Di recente, poi, la circolare 6/E del 19 febbraio 2015 ha chiarito altri importanti aspetti:
- lo split payment non si applica in presenza di alcuni regimi speciali Iva (regime del margine, agenzie di viaggio, regime di franchigia delle piccole imprese);
- in caso di ricevimento di una fattura irregolare, il committente/cessionario è tenuto alla regolarizzazione della stessa ai sensi dell’articolo 6 comma 8 del Dlgs 471/97;
- la misura non si applica in caso di prestazioni assoggettate a ritenuta d’acconto, nonostante i dubbi ingenerati per via dell’infelice wording utilizzato dal legislatore.
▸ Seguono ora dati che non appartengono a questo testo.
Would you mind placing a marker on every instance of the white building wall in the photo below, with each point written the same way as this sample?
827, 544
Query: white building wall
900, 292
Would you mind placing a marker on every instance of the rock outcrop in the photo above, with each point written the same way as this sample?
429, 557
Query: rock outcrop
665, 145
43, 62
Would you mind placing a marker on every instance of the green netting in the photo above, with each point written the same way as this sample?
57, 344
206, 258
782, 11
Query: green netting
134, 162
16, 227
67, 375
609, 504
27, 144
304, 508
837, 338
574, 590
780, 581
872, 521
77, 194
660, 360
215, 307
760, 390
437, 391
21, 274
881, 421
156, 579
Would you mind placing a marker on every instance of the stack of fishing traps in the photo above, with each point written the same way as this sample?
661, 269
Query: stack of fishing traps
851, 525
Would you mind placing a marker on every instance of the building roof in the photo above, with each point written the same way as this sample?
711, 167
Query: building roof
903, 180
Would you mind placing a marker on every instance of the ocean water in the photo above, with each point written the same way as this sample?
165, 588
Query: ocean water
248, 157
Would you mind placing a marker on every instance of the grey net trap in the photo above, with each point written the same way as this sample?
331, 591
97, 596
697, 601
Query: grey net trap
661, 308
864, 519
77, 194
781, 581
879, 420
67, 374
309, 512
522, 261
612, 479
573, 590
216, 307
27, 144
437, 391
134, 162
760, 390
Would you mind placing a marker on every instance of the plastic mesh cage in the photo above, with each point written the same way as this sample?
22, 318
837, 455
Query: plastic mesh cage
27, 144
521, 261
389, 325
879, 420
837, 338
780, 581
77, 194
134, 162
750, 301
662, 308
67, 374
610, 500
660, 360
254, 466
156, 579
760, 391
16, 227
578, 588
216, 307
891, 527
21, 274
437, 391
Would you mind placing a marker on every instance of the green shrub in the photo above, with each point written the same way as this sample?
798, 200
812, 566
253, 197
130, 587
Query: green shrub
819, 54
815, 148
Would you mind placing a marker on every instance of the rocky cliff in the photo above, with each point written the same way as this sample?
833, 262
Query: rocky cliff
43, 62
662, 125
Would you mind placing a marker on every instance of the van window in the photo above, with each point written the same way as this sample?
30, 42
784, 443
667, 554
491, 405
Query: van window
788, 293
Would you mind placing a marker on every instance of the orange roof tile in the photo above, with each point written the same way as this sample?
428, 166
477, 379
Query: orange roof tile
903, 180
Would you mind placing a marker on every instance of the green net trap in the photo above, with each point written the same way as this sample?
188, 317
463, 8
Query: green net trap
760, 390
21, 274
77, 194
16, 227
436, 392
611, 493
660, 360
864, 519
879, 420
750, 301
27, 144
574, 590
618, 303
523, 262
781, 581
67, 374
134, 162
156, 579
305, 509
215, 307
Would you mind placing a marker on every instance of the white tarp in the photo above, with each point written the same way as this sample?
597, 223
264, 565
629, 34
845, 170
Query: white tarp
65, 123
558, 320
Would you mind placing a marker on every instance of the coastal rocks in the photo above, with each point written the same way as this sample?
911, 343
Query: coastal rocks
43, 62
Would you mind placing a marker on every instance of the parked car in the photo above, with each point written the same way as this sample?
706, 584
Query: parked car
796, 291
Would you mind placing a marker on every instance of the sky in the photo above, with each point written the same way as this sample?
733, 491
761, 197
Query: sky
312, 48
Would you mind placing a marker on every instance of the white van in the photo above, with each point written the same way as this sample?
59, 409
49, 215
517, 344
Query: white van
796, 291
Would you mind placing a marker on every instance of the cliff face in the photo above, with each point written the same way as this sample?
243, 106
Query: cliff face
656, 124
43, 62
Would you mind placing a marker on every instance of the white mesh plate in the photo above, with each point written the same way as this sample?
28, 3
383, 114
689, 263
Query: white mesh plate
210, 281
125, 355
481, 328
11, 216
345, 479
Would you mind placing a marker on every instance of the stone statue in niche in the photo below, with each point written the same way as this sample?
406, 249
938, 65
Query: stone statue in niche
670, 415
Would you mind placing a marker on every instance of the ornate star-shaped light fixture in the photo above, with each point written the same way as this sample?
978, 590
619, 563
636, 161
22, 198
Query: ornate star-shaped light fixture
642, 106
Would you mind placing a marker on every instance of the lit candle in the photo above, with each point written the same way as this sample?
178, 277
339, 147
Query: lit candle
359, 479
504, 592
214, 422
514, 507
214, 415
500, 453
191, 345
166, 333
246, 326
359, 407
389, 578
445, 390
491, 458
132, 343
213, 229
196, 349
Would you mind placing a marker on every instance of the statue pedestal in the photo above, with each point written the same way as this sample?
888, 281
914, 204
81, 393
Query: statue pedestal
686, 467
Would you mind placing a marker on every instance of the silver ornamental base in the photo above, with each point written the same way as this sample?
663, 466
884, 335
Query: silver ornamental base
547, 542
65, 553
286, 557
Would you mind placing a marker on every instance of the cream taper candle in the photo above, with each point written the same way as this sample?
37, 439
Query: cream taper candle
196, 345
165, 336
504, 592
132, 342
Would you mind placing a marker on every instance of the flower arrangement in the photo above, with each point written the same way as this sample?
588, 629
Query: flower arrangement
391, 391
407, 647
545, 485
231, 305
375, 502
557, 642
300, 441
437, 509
Infine il Dm 20 febbraio 2015 ha semplificato le modalità di rimborso prevedendo in particolare che vi possano accedere anche i contribuenti ad inizio attività, non vi siano più i limiti minimi di 10.000 euro e 3.000 euro rispettivamente per i rimborsi annuali e trimestrali, né vi sia il limite di importo chiesto a rimborso non inferiore al 10% del totale dell’Iva detratta sugli acquisti.
Criticità
Nonostante chiarimenti e semplificazioni non possono essere taciute le criticità che accompagnano questa disposizione.
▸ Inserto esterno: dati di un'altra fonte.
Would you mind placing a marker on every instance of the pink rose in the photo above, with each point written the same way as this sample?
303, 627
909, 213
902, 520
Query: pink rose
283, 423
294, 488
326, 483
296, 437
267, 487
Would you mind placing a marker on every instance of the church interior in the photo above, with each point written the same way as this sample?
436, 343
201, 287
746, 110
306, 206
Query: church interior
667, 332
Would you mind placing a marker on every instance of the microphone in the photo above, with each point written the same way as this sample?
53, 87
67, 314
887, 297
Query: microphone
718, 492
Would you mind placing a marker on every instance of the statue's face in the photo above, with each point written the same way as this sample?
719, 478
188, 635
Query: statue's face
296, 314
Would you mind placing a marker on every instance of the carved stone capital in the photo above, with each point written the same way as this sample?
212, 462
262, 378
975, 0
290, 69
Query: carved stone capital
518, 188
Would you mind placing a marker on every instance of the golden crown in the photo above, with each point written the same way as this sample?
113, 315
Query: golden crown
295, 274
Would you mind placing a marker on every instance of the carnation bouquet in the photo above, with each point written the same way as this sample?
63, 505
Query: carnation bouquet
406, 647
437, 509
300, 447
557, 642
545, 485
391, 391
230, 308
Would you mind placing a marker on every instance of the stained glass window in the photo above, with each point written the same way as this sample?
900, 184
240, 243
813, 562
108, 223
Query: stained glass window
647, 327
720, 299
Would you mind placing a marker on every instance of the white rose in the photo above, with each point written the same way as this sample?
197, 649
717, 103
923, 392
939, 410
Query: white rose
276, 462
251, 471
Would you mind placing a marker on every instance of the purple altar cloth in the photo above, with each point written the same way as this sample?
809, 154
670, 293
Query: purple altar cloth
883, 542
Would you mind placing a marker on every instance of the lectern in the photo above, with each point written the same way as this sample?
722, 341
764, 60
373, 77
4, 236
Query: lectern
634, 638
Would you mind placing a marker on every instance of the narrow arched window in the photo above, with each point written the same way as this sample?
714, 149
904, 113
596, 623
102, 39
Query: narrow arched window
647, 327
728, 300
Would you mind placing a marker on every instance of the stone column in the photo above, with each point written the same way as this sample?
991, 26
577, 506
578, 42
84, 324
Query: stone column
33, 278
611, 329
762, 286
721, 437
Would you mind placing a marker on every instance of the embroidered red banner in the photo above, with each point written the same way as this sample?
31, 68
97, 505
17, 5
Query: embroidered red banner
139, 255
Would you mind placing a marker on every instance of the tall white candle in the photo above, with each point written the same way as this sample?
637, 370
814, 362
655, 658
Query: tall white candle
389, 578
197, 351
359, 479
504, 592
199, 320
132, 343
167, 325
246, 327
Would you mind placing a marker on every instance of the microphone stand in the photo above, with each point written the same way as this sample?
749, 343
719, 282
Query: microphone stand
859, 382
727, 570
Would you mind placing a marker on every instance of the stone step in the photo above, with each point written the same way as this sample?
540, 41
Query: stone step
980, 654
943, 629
Infatti lo split payment genera sulle imprese fornitrici della pubblica amministrazione una fisiologica situazione di credito Iva. Sebbene esse siano state ammesse fra i destinatari dei rimborsi in via prioritaria, è diffusa la preoccupazione che i rimborsi si faranno attendere. Ciò determinerà la necessità di finanziare questi crediti, in un contesto in cui il ricorso al credito bancario non è così agevole e dovendosi sostenere, in ogni caso, i costi degli oneri finanziari.
Onde evitare che nell’erogazione dei rimborsi dei crediti Iva si ritorni indietro alla situazione di difficoltà che le imprese hanno vissuto negli anni 2011/2012, prima che l’agenzia delle Entrate diramasse le opportune direttive agli uffici ed elaborasse le nuove procedure di lavorazione delle pratiche, andrebbe innalzato il limite annuo delle compensazioni effettuate mediante F24, attualmente pari a soli 700 mila euro. Non si può fare a meno di segnalare, infatti, che è stato proprio l’innalzamento da 516.456,90 euro a 700 mila euro uno dei fattori che ha garantito, nello scorso anno, la regolarizzazione dei rimborsi: innalzare questa soglia ad almeno 1 milione di euro ridurrebbe i rischi di ritardo che lo split payment, ma anche l’estensione del reverse charge, oggi minacciano.
Complessivamente, le criticità del nuovo regime – attualmente introdotto soltanto in Italia fra i Paesi Ue – sembrano non giustificare le finalità antievasive per cui esso è stato introdotto.